Die Vergabekammer ist eine behördlich eingerichtete Spruchstelle, die im Rahmen des vergaberechtlichen Nachprüfungsverfahrens über die Rechtmäßigkeit von Vergabeentscheidungen öffentlicher Auftraggeber entscheidet. Sie bildet die erste Instanz des vergaberechtlichen Rechtsschutzsystems im Oberschwellenbereich und ist funktional unabhängig, auch wenn sie organisatorisch bei einer Behörde angesiedelt ist.
In Deutschland gibt es Vergabekammern auf Bundes- und Landesebene. Die Vergabekammern des Bundes sind beim Bundeskartellamt angesiedelt und zuständig für Aufträge von Bundesbehörden und bundesunmittelbaren juristischen Personen des öffentlichen Rechts. Für Aufträge von Landesbehörden, Kommunen und sonstigen öffentlichen Auftraggebern sind die Vergabekammern der Länder zuständig, die bei den Bezirksregierungen oder Landesbehörden eingerichtet sind.

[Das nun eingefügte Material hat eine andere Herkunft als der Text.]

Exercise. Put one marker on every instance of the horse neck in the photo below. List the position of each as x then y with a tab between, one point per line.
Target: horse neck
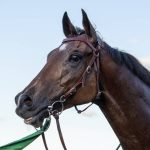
125	104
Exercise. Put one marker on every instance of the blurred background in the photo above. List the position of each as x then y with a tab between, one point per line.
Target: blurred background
29	30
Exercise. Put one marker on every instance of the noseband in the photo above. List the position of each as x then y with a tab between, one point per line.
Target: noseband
93	63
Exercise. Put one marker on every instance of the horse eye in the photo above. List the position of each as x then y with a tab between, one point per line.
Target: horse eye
75	58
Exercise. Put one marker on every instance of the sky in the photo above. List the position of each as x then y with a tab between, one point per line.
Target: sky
30	29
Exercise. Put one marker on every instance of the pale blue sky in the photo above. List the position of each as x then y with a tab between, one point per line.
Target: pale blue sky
29	29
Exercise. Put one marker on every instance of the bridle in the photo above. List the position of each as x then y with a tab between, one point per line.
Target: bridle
93	63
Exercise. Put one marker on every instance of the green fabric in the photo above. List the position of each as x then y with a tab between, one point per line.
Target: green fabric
22	143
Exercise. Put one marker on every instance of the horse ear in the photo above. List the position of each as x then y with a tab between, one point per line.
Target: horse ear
89	29
68	27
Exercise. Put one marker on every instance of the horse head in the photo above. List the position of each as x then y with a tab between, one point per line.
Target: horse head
69	77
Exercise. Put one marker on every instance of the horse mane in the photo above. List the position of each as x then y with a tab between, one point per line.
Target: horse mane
123	58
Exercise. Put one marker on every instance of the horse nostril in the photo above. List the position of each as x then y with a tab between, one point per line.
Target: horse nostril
28	101
25	100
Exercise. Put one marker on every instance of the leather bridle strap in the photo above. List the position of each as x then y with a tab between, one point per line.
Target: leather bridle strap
94	62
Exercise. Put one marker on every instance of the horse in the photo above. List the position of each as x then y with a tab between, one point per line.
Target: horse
83	69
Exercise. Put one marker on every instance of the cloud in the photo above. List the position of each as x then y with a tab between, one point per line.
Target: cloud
146	62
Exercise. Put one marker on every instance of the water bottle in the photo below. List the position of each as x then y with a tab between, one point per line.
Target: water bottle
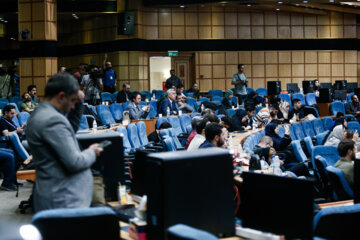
94	126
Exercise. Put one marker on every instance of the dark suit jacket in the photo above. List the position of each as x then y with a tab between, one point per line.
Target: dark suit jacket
121	97
165	104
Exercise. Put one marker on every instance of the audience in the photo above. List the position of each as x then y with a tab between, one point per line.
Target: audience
227	102
135	111
27	105
346	150
169	103
215	135
124	94
155	136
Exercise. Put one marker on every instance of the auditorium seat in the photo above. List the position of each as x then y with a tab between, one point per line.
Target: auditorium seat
336	107
299	96
340	185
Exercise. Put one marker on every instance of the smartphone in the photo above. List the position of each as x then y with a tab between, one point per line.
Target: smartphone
104	144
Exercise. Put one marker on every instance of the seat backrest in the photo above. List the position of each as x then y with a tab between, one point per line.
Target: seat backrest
339	222
309	144
133	136
339	183
299	96
298	130
185	121
116	111
327	122
159	121
298	151
175	123
123	131
83	123
141	128
329	153
310	99
354	126
262	92
77	223
308	129
318	126
336	107
106	96
23	117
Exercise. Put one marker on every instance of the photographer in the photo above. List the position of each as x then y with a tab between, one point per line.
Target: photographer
92	86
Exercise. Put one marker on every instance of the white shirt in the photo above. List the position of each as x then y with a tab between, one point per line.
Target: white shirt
196	142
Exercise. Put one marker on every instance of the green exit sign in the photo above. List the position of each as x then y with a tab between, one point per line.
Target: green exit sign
173	53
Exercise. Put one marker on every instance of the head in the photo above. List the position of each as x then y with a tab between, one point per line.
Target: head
266	141
171	93
241	68
229	94
62	91
9	112
348	133
215	133
317	83
136	98
296	103
126	87
172	72
26	97
32	90
108	65
62	69
226	121
346	149
180	89
354	98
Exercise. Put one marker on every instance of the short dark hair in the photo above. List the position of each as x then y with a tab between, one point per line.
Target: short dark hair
201	125
212	130
165	125
8	108
61	82
30	87
134	95
295	100
344	146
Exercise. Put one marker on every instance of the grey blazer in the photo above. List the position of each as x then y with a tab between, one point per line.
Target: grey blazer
63	176
136	113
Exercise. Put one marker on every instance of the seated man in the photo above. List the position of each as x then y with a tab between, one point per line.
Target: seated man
215	135
7	126
169	103
354	107
184	107
346	150
135	111
7	162
124	95
154	136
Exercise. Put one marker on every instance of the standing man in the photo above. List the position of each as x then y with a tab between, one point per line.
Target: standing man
63	176
109	78
173	81
134	110
169	103
32	92
124	95
240	81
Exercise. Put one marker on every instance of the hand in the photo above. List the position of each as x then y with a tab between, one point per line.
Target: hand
95	147
81	96
287	129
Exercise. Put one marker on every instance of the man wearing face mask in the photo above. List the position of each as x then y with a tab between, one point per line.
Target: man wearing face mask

Die Vergabekammer entscheidet in der Besetzung mit einem Vorsitzenden und zwei Beisitzern, von denen einer ein ehrenamtlicher Beisitzer ist. Das Verfahren ähnelt einem gerichtlichen Verfahren, ist aber kein Gerichtsverfahren im engeren Sinne. Die Vergabekammer kann mündliche Verhandlungen durchführen, Beweis erheben und einstweilige Maßnahmen anordnen. Ihre Entscheidung ergeht in Form eines Beschlusses.
Relevanz für Bieter
Für Bieter ist die Vergabekammer die zentrale Anlaufstelle, wenn sie Verstässe gegen das Vergaberecht im Oberschwellenbereich geltend machen wollen. Der Zugang zur Vergabekammer setzt voraus, dass der Bieter den gerugten Verstoß zunächst gegenüber dem Auftraggeber gerügt hat. Erst wenn die Rüge erfolglos bleibt, kann ein Nachprüfungsantrag bei der Vergabekammer gestellt werden.
Bieter sollten beachten, dass die Einreichung eines Nachprüfungsantrags ein automatisches Zuschlagsverbot auslöst. Dies bedeutet, dass der Auftraggeber den Zuschlag nicht erteilen darf, solange die Vergabekammer nicht entschieden hat. Die Verfahrensdauer beträgt in der Regel fünf Wochen, kann aber verlängert werden. Die Kosten des Verfahrens trägt die unterlegene Partei. Bieter sollten daher die Erfolgsaussichten sorgfältig abwägen, bevor sie ein Nachprüfungsverfahren einleiten.
Rechtlicher Rahmen
Die Vergabekammern sind in den Paragraphen 155 bis 163 GWB geregelt. Die Einrichtung und Besetzung der Vergabekammern regelt Paragraph 157 GWB. Das Verfahren vor der Vergabekammer ist in den Paragraphen 163 bis 170 GWB normiert. Die Verfahrensgebühren richten sich nach Paragraph 182 GWB und orientieren sich am Auftragswert. Gegen Entscheidungen der Vergabekammer kann sofortige Beschwerde beim zuständigen Oberlandesgericht eingelegt werden (Paragraph 171 GWB).